Days after the grand opening weekend of Slate Wine Bar + Bistro, Mark Krieger contacted @GloverPark by Twitter with a hard-to-refuse offer: visit him and the team for an informal lunch. As the informal social media volunteer for the neighborhood, I don’t receive many lunch invitations. How could I turn down the offer?
Krieger, Slate’s GM and journeyman chef, greeted me (and my family) and gave us a quick tour. And, by the way, all this happened on his “day off” – as Slate is closed on Mondays. The décor of the former Austin Grill and Kitchen location has a simple, welcoming feel with a woodsy touch. It, well, makes you want to have a glass of wine or a beer.

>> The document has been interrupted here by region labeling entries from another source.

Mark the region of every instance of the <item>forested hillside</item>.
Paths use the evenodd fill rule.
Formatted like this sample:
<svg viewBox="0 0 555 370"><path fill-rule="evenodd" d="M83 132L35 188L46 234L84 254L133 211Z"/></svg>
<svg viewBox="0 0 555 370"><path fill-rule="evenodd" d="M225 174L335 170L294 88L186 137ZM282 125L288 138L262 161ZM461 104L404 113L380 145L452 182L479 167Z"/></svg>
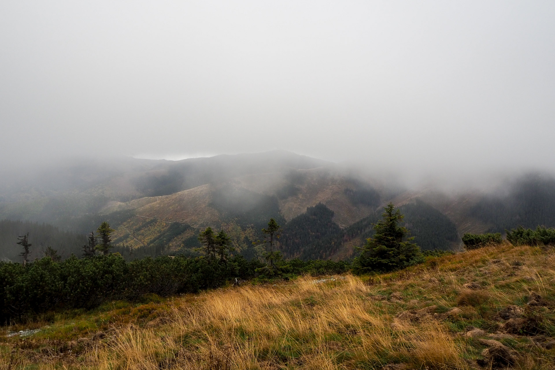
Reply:
<svg viewBox="0 0 555 370"><path fill-rule="evenodd" d="M501 195L485 196L471 214L490 225L488 232L504 233L522 226L555 226L555 179L538 175L519 179Z"/></svg>
<svg viewBox="0 0 555 370"><path fill-rule="evenodd" d="M74 254L80 256L83 246L87 244L85 235L63 231L47 224L28 221L0 220L0 259L21 262L21 246L17 244L18 238L29 233L30 258L42 258L48 247L56 250L62 258Z"/></svg>
<svg viewBox="0 0 555 370"><path fill-rule="evenodd" d="M253 242L270 218L284 227L286 257L348 258L371 236L390 201L423 249L456 249L465 232L555 226L555 180L547 175L514 178L491 192L408 189L280 151L177 161L77 161L1 181L0 217L47 222L80 235L105 221L128 259L198 255L197 236L209 226L224 230L236 254L259 257ZM52 244L64 255L78 255L81 242L51 243L46 234L29 229L15 234L28 231L41 247ZM15 234L0 241L9 245L0 257L17 257Z"/></svg>

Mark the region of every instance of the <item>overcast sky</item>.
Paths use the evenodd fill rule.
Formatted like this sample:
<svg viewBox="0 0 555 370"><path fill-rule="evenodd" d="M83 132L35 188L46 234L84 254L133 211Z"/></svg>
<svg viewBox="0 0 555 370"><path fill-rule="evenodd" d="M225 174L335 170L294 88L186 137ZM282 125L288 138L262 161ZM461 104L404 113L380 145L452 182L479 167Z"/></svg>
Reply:
<svg viewBox="0 0 555 370"><path fill-rule="evenodd" d="M4 163L555 167L555 2L0 2Z"/></svg>

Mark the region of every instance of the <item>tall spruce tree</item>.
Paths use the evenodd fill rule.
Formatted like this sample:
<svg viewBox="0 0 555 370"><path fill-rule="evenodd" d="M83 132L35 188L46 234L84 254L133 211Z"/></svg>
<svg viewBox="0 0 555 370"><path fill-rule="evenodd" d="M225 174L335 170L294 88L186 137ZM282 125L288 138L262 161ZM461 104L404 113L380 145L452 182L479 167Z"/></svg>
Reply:
<svg viewBox="0 0 555 370"><path fill-rule="evenodd" d="M211 227L206 227L206 230L199 235L199 241L200 242L202 248L201 250L206 256L211 259L215 260L218 253L218 246L216 240L216 235Z"/></svg>
<svg viewBox="0 0 555 370"><path fill-rule="evenodd" d="M31 253L29 250L29 247L33 245L29 242L29 233L18 237L17 240L19 241L17 244L23 247L23 251L19 254L19 255L23 257L23 266L26 266L29 260L29 255Z"/></svg>
<svg viewBox="0 0 555 370"><path fill-rule="evenodd" d="M414 237L407 238L408 230L399 226L403 215L391 202L384 209L383 219L374 224L374 237L366 239L360 255L354 261L355 273L390 271L423 260L420 247L411 242Z"/></svg>
<svg viewBox="0 0 555 370"><path fill-rule="evenodd" d="M216 242L216 252L220 258L220 261L227 261L229 257L229 252L234 250L230 245L231 239L228 236L224 230L218 233L215 238Z"/></svg>
<svg viewBox="0 0 555 370"><path fill-rule="evenodd" d="M264 234L264 240L263 242L259 241L258 242L264 244L266 249L264 256L266 259L266 265L261 268L256 269L257 272L269 275L278 274L280 271L279 262L282 259L283 256L279 251L274 250L276 248L278 240L281 236L281 226L278 224L275 220L270 219L268 229L263 229L262 232Z"/></svg>
<svg viewBox="0 0 555 370"><path fill-rule="evenodd" d="M110 228L110 225L105 221L98 226L97 232L98 234L97 239L100 242L97 244L95 249L103 255L107 255L110 252L110 249L113 247L112 245L112 237L110 236L115 230Z"/></svg>
<svg viewBox="0 0 555 370"><path fill-rule="evenodd" d="M83 256L84 257L92 257L94 255L94 250L97 246L97 237L94 232L91 231L89 234L89 243L83 246Z"/></svg>

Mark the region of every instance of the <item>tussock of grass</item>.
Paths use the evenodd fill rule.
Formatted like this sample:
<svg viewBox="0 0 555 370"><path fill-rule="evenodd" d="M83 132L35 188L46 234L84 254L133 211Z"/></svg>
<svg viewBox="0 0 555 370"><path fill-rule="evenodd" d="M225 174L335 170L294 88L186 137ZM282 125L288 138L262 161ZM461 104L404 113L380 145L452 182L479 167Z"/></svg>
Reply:
<svg viewBox="0 0 555 370"><path fill-rule="evenodd" d="M555 336L554 267L551 249L502 245L389 274L347 275L316 283L305 277L275 286L230 287L114 306L69 319L89 323L80 336L92 337L92 321L107 333L72 347L73 354L44 355L42 348L52 346L44 334L15 354L11 348L21 347L21 340L5 339L0 369L9 361L12 369L30 364L107 370L382 369L392 364L468 369L478 367L476 360L486 348L480 338L463 334L468 327L497 335L514 354L516 368L555 368L555 349L537 344ZM472 289L463 286L473 282L467 286ZM543 305L527 304L539 299L534 293ZM499 312L509 305L523 313L511 325L528 320L524 323L533 322L536 331L496 334L508 325ZM67 320L52 325L51 336L63 337Z"/></svg>

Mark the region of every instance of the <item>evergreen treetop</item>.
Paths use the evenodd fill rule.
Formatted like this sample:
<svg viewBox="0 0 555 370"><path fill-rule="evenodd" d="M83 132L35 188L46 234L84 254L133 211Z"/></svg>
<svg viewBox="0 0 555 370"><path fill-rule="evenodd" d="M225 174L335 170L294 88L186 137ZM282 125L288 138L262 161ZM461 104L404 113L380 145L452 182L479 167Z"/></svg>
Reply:
<svg viewBox="0 0 555 370"><path fill-rule="evenodd" d="M110 252L110 249L113 247L112 245L112 237L110 236L115 230L110 228L110 225L105 221L98 226L97 232L98 234L97 239L100 242L97 244L95 249L101 252L103 255L107 255Z"/></svg>
<svg viewBox="0 0 555 370"><path fill-rule="evenodd" d="M420 247L411 242L414 238L407 238L408 230L399 226L403 220L401 211L392 202L384 210L383 219L374 224L374 237L366 239L360 255L354 261L356 273L390 271L422 260Z"/></svg>
<svg viewBox="0 0 555 370"><path fill-rule="evenodd" d="M22 236L19 236L17 240L19 241L17 244L23 247L23 251L19 255L23 257L23 265L24 266L27 264L27 262L29 261L29 255L31 253L29 250L29 247L33 245L29 242L28 232Z"/></svg>

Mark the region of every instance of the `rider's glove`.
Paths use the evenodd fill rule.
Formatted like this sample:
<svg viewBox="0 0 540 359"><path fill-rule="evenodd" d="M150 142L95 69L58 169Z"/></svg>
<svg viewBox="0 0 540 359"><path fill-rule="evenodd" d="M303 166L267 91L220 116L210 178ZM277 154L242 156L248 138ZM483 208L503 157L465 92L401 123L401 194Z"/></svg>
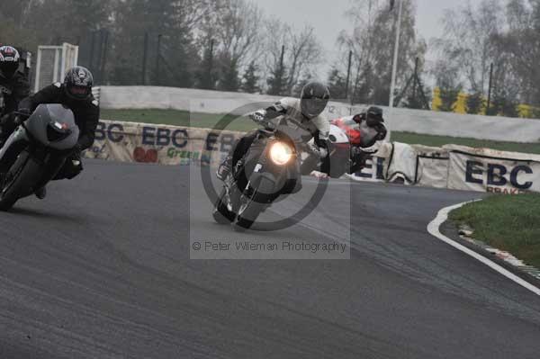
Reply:
<svg viewBox="0 0 540 359"><path fill-rule="evenodd" d="M256 111L255 112L249 114L249 118L257 123L264 122L265 120L266 119L266 110Z"/></svg>
<svg viewBox="0 0 540 359"><path fill-rule="evenodd" d="M32 114L32 111L30 111L30 109L19 109L17 111L17 115L15 116L15 119L14 120L14 123L16 126L19 126L21 123L24 122L24 121L26 119L28 119L31 114Z"/></svg>
<svg viewBox="0 0 540 359"><path fill-rule="evenodd" d="M356 147L356 146L353 146L351 148L351 157L355 157L358 155L361 155L364 151L362 149L360 149L360 148Z"/></svg>
<svg viewBox="0 0 540 359"><path fill-rule="evenodd" d="M310 146L311 152L319 158L324 158L328 156L328 150L315 144Z"/></svg>

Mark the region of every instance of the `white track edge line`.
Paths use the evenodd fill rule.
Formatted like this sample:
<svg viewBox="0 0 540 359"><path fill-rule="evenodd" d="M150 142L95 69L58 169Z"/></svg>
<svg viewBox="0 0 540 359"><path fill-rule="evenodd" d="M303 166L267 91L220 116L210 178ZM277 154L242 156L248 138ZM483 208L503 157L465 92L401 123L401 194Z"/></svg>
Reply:
<svg viewBox="0 0 540 359"><path fill-rule="evenodd" d="M491 261L490 259L486 258L485 256L476 253L475 251L469 249L468 247L466 247L465 246L450 239L449 238L447 238L446 236L443 235L440 231L440 227L443 223L445 223L446 221L446 220L448 220L448 214L454 211L454 210L457 210L458 208L461 208L463 206L464 206L465 204L469 204L474 202L479 202L482 200L476 200L476 201L469 201L469 202L465 202L463 203L459 203L459 204L455 204L454 206L450 206L450 207L446 207L446 208L443 208L441 211L439 211L438 214L436 215L436 219L433 220L428 225L428 232L429 232L429 234L431 234L432 236L436 237L436 238L442 240L443 242L454 247L454 248L456 248L457 250L464 252L464 254L473 257L474 259L482 262L482 264L484 264L485 265L489 266L490 268L493 269L494 271L498 272L499 274L504 275L505 277L507 277L508 279L509 279L510 281L515 282L516 283L521 285L522 287L531 291L532 292L534 292L536 295L540 295L540 289L536 287L535 285L531 284L530 283L521 279L520 277L518 277L518 275L514 274L513 273L511 273L510 271L508 271L508 269L505 269L504 267L502 267L501 265L496 264L495 262Z"/></svg>

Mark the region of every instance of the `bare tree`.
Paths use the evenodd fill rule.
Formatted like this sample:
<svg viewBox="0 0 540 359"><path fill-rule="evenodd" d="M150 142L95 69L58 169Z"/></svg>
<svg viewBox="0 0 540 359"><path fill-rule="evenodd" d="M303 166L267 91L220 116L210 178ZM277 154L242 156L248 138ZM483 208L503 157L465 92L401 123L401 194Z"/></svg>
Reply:
<svg viewBox="0 0 540 359"><path fill-rule="evenodd" d="M403 0L401 36L398 58L397 85L403 87L412 74L415 58L423 69L426 43L418 40L415 30L415 3ZM397 24L396 9L389 11L386 1L356 0L348 12L354 24L351 32L342 31L338 39L343 53L336 67L346 68L353 51L352 96L356 103L387 104L390 97L393 48Z"/></svg>
<svg viewBox="0 0 540 359"><path fill-rule="evenodd" d="M266 21L265 33L266 75L270 82L276 76L283 76L283 81L278 82L281 90L275 93L291 95L300 84L301 76L309 77L313 67L321 62L322 47L311 26L298 31L279 19L271 18Z"/></svg>
<svg viewBox="0 0 540 359"><path fill-rule="evenodd" d="M465 6L446 10L445 35L434 41L440 58L459 64L460 74L472 92L486 92L490 64L492 62L492 39L502 30L500 0L482 0L476 8Z"/></svg>

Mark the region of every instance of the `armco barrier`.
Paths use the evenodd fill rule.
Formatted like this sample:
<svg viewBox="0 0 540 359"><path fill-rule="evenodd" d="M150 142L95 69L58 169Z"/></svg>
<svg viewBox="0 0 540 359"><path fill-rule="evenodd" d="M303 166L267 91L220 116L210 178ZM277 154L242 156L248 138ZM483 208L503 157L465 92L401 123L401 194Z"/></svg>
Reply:
<svg viewBox="0 0 540 359"><path fill-rule="evenodd" d="M261 103L271 103L280 97L262 94L158 86L101 86L100 103L104 109L173 109L207 113L244 114L256 110ZM364 106L347 106L330 102L328 118L360 112ZM238 109L242 109L238 113ZM392 130L428 135L466 137L514 142L540 140L540 120L466 115L433 111L383 107Z"/></svg>
<svg viewBox="0 0 540 359"><path fill-rule="evenodd" d="M218 166L242 132L101 121L89 158L161 165ZM540 192L540 156L448 145L383 143L356 180L519 193Z"/></svg>

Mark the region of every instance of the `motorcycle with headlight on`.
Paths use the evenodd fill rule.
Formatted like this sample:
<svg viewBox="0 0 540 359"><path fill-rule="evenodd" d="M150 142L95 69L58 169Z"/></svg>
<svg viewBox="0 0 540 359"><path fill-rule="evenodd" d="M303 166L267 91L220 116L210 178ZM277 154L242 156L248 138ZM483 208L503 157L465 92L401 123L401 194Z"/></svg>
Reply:
<svg viewBox="0 0 540 359"><path fill-rule="evenodd" d="M233 166L215 203L214 220L246 230L260 213L284 194L301 188L299 153L311 134L300 126L291 126L284 117L264 123L243 158Z"/></svg>
<svg viewBox="0 0 540 359"><path fill-rule="evenodd" d="M53 180L78 137L71 110L62 104L40 104L0 149L0 211L10 210Z"/></svg>

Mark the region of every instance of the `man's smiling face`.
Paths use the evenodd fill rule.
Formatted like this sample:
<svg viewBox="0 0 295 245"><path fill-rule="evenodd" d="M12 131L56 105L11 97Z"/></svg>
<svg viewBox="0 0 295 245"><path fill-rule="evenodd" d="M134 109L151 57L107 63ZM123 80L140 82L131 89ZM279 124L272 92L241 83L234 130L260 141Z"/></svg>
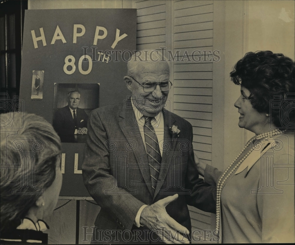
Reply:
<svg viewBox="0 0 295 245"><path fill-rule="evenodd" d="M169 80L169 68L166 62L149 61L142 62L140 66L141 69L139 69L138 74L134 78L142 85L147 82L163 82ZM169 91L162 92L160 86L157 85L153 92L145 92L143 87L134 79L131 77L130 80L132 83L128 88L131 91L131 95L135 97L135 100L133 101L135 106L144 116L157 115L163 109Z"/></svg>

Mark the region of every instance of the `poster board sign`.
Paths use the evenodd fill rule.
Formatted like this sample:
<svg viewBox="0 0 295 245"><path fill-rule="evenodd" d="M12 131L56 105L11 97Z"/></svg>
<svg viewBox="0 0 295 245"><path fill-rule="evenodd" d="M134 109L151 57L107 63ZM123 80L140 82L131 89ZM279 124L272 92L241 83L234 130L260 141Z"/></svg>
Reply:
<svg viewBox="0 0 295 245"><path fill-rule="evenodd" d="M58 122L56 129L57 115L72 103L79 108L75 116L69 111L74 126L82 129L92 110L122 102L129 94L123 77L136 32L135 9L26 10L20 88L25 112ZM81 174L87 135L79 130L61 137L61 196L89 196Z"/></svg>

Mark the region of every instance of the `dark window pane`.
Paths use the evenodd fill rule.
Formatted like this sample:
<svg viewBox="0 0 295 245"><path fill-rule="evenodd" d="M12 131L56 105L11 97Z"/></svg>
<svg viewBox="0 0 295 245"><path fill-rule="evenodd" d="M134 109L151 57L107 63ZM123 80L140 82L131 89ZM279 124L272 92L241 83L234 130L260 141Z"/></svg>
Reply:
<svg viewBox="0 0 295 245"><path fill-rule="evenodd" d="M5 17L0 17L0 49L5 50Z"/></svg>
<svg viewBox="0 0 295 245"><path fill-rule="evenodd" d="M1 88L5 87L6 85L5 83L5 54L1 54L1 61L0 63L0 75L1 80L0 81L0 85Z"/></svg>
<svg viewBox="0 0 295 245"><path fill-rule="evenodd" d="M15 15L13 14L7 16L7 35L8 49L15 48Z"/></svg>
<svg viewBox="0 0 295 245"><path fill-rule="evenodd" d="M16 78L15 54L10 54L9 55L8 83L10 88L16 87Z"/></svg>

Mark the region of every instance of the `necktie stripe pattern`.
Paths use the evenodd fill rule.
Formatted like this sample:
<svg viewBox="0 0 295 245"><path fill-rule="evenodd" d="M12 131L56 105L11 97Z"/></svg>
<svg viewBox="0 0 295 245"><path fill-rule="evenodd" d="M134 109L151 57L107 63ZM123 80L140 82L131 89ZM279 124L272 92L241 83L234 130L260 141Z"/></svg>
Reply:
<svg viewBox="0 0 295 245"><path fill-rule="evenodd" d="M76 112L75 110L73 111L73 116L74 117L74 123L75 124L75 128L77 128L77 116L76 116Z"/></svg>
<svg viewBox="0 0 295 245"><path fill-rule="evenodd" d="M152 187L154 191L155 189L159 178L162 157L157 135L151 122L153 117L145 117L145 121L143 126L145 145L146 147L150 171Z"/></svg>

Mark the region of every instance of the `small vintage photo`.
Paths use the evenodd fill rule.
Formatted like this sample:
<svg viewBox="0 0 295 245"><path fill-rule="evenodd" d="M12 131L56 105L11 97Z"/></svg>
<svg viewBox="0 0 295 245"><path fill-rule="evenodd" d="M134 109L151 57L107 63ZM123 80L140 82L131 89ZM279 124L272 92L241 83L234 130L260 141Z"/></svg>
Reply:
<svg viewBox="0 0 295 245"><path fill-rule="evenodd" d="M33 71L31 99L43 98L44 71Z"/></svg>
<svg viewBox="0 0 295 245"><path fill-rule="evenodd" d="M63 142L84 143L90 112L99 107L99 84L55 83L52 125Z"/></svg>

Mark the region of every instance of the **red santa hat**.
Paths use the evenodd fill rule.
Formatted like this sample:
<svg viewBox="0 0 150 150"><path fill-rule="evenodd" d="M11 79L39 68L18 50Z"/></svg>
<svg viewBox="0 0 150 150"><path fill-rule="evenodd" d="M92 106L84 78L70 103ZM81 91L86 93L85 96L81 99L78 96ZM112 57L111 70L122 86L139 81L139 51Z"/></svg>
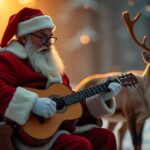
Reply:
<svg viewBox="0 0 150 150"><path fill-rule="evenodd" d="M44 28L55 30L52 18L44 15L39 9L25 7L10 16L1 40L1 47L7 46L14 35L20 37Z"/></svg>

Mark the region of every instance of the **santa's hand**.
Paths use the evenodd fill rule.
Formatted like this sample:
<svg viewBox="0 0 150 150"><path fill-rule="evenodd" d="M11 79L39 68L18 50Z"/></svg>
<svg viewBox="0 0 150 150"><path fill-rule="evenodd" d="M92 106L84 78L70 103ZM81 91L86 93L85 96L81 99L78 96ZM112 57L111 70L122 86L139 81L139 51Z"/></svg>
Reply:
<svg viewBox="0 0 150 150"><path fill-rule="evenodd" d="M44 118L52 117L56 113L56 102L50 98L38 98L32 107L32 112Z"/></svg>
<svg viewBox="0 0 150 150"><path fill-rule="evenodd" d="M110 92L101 95L104 101L107 101L116 96L121 90L121 85L117 82L112 82L108 85L108 89L110 89Z"/></svg>

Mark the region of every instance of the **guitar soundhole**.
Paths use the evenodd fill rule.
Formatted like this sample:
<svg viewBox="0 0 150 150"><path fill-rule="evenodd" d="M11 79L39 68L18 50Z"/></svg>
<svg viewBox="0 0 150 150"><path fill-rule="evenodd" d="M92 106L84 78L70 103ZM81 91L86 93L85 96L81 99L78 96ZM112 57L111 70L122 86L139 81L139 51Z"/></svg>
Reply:
<svg viewBox="0 0 150 150"><path fill-rule="evenodd" d="M66 110L66 106L64 101L61 98L52 98L53 101L56 102L57 113L62 113Z"/></svg>

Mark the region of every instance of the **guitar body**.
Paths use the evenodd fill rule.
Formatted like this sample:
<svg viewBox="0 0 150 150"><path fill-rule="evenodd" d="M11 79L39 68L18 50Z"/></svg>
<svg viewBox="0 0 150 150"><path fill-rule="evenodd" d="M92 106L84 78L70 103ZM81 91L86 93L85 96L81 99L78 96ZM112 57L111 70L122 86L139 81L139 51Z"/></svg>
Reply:
<svg viewBox="0 0 150 150"><path fill-rule="evenodd" d="M108 85L111 82L117 82L123 87L133 87L138 80L132 73L123 74L116 79L74 93L63 84L53 84L44 90L28 88L37 93L39 97L50 97L54 100L58 111L49 119L31 114L26 124L17 128L19 138L30 146L45 144L59 129L61 123L80 118L82 107L79 102L81 100L99 93L109 92Z"/></svg>
<svg viewBox="0 0 150 150"><path fill-rule="evenodd" d="M48 89L37 90L31 89L29 90L37 93L39 97L62 97L72 93L72 91L63 84L53 84ZM49 119L44 119L44 122L40 122L39 118L36 115L31 114L29 120L25 125L20 126L20 131L24 135L24 137L28 138L29 145L35 145L37 141L37 145L41 145L38 143L45 143L47 139L50 139L52 135L55 134L61 123L65 120L74 120L81 116L82 107L80 103L75 103L67 108L63 108L58 111L53 117ZM30 139L31 140L30 140ZM32 144L32 141L34 141ZM40 142L41 141L41 142Z"/></svg>

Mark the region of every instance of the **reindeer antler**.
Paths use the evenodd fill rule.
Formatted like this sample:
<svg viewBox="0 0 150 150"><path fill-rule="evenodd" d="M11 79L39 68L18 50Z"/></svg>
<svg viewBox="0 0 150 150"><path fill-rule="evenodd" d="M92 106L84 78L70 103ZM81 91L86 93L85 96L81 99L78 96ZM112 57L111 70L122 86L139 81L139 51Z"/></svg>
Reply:
<svg viewBox="0 0 150 150"><path fill-rule="evenodd" d="M125 21L125 23L126 23L126 25L127 25L127 28L128 28L128 30L129 30L129 32L130 32L132 38L134 39L134 41L135 41L140 47L144 48L144 49L147 50L147 51L150 51L150 48L148 48L148 47L146 46L147 36L145 35L145 36L143 37L143 40L142 40L142 43L141 43L141 42L139 42L139 41L137 40L137 38L136 38L136 36L135 36L135 34L134 34L134 25L135 25L135 23L137 22L137 20L140 18L141 14L142 14L141 12L138 12L137 15L133 18L133 20L131 20L128 11L124 11L124 12L122 13L123 18L124 18L124 21Z"/></svg>

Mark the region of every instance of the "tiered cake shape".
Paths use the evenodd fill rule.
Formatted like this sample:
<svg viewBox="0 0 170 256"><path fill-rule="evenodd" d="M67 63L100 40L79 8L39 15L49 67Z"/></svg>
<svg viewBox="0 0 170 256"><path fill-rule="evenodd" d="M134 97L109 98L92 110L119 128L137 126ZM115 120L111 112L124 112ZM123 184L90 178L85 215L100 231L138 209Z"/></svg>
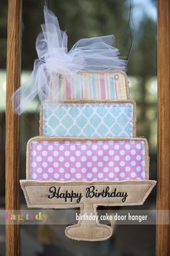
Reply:
<svg viewBox="0 0 170 256"><path fill-rule="evenodd" d="M40 136L27 143L27 179L20 181L27 205L79 207L81 215L97 215L99 205L142 205L156 182L149 180L147 140L135 137L135 103L129 100L126 74L81 77L74 77L62 101L42 103ZM61 77L63 91L64 81ZM77 240L104 240L112 234L112 227L95 221L66 229Z"/></svg>

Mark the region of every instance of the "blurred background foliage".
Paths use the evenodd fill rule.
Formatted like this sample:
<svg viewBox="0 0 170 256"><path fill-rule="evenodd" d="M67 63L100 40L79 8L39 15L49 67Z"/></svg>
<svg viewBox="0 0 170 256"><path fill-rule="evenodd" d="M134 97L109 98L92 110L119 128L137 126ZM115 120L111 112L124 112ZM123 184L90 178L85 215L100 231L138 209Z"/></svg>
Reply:
<svg viewBox="0 0 170 256"><path fill-rule="evenodd" d="M35 40L43 23L42 0L23 0L22 80L24 81L32 70L37 59ZM113 34L115 46L121 56L127 57L135 34L131 54L128 59L127 74L130 82L130 98L137 104L137 135L148 140L150 177L156 179L157 144L157 22L156 0L134 0L133 19L130 0L51 0L48 7L57 15L61 27L68 35L68 48L80 38ZM5 120L5 69L6 48L7 1L1 2L0 8L0 179L4 180L4 120ZM135 27L133 26L133 21ZM130 25L131 29L130 27ZM133 35L133 37L132 37ZM25 178L25 151L27 140L38 135L39 113L37 105L29 106L20 119L21 125L21 178ZM1 186L1 206L4 206L4 185ZM25 201L21 193L21 205ZM144 209L155 209L156 190L153 192ZM142 208L135 207L141 209ZM155 226L117 226L116 235L106 242L79 243L60 236L56 244L43 244L37 239L37 229L22 229L22 255L155 255ZM3 229L2 229L3 230ZM59 229L60 230L60 229ZM42 232L46 232L45 229ZM4 234L1 231L0 255L4 255ZM51 229L50 229L50 232ZM59 233L59 234L58 234ZM72 248L68 251L68 247ZM89 248L87 249L87 248ZM37 251L42 252L36 253ZM50 254L51 253L51 254Z"/></svg>

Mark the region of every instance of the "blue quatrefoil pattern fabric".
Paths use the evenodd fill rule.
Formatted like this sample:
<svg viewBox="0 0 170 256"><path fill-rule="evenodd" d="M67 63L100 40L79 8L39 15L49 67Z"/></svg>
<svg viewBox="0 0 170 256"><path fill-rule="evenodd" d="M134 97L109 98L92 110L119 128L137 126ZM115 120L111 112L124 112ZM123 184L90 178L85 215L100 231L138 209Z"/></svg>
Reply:
<svg viewBox="0 0 170 256"><path fill-rule="evenodd" d="M55 137L120 137L133 135L132 103L42 104L42 135Z"/></svg>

Krieger explained that he deliberately put a modest number of tables on the first floor. He wants diners to have a spacious and open area to enjoy their dining. In addition to the main bar downstairs, the upstairs has a second bar and tables to enjoy some drinks. For now, meals are only served on the main level.
We snacked on a plate of sun-dried tomato focaccia topped with olive oil and a dish of honey with black pepper for dipping.
Krieger then progressed onto Asparagus and Leek Soup. The menu description is perfect – a touch of crème. The taste is all leek and some garlic. If you’re not a leek soup fan yet, you will be. My wife suggested that there should be a “take-out” option. It was that tasty.
During the opening weekend, Steak Frites (certified Angus hanger steak) was the most popular dish. “No steak knives needed here,” said Krieger. Not when you can easily cut the steak with a butter knife. Cajun Chicken and Chorizo Pasta came in a close second.
Slate’s popular sandwich will clearly become the Crispy Shrimp and Pancetta Club. Krieger proudly explained the benefits of using U-8 Colossal Shrimp. Even on a large roll, the shrimp peeks out the sides. He also pointed out that most chefs overcook shrimp and make it rubbery. Perfectly cooked shrimp is his passion.
Caprese Pasta has impossibly fresh roma tomatoes and mozzarella that stands on its own.
The dishes all seem to be large, large, large. “Too much food,” my wife jokingly noted as she acknowledged that her appetite is larger than typical. For the dishes served with shoestring cut fries, you will welcome a Mount Rushmore-sized pile of deliciousness.
Elizabeth Banker, Slate’s owner and wine director, offered a glass of Rosé and gave us her philosophy on wine selection. She looks at regional themes, such as Greek wines during the opening weekend. Patrons can choose individual wines by the bottle or glass. For more adventurous types, there is also a flight of wines for a fixed price. She and bar manager, Noah Naft, “talk all day long and share their thoughts on wine.”
Banker explained that Slate was in the plans for a year. Krieger and Banker are clearly detail-oriented people. It was only six weeks from signing the lease until the grand opening.
The fascinating fact of the whole experience is that Glover Park now has a fully operational dessert bakery hidden inside Slate. What other modest sized restaurant has its own dessert chef on site?
Lester B. Wallace III, DC’s Pie King (that seems to be his official name), prepares outstanding desserts from scratch in Slate’s kitchen and even sells his delicacies to other restaurants in the area. Krieger said he was so excited about what Wallace makes that he invited him to “camp out” at Slate full time.
A mountain of Southern Rum Cake supported the rationale for having Wallace join Slate. Yum, yum, yum.
With a rotating selection of wines and a packed-full food selection that fills a mini-poster board menu, Slate is a welcome addition to Glover Park’s broad restaurant and beverage scene. Check it out six days a week (closed Mondays) anytime after 4 p.m. The selection of wines, beers and food may require a few trips in order to really savor what Slate has to offer.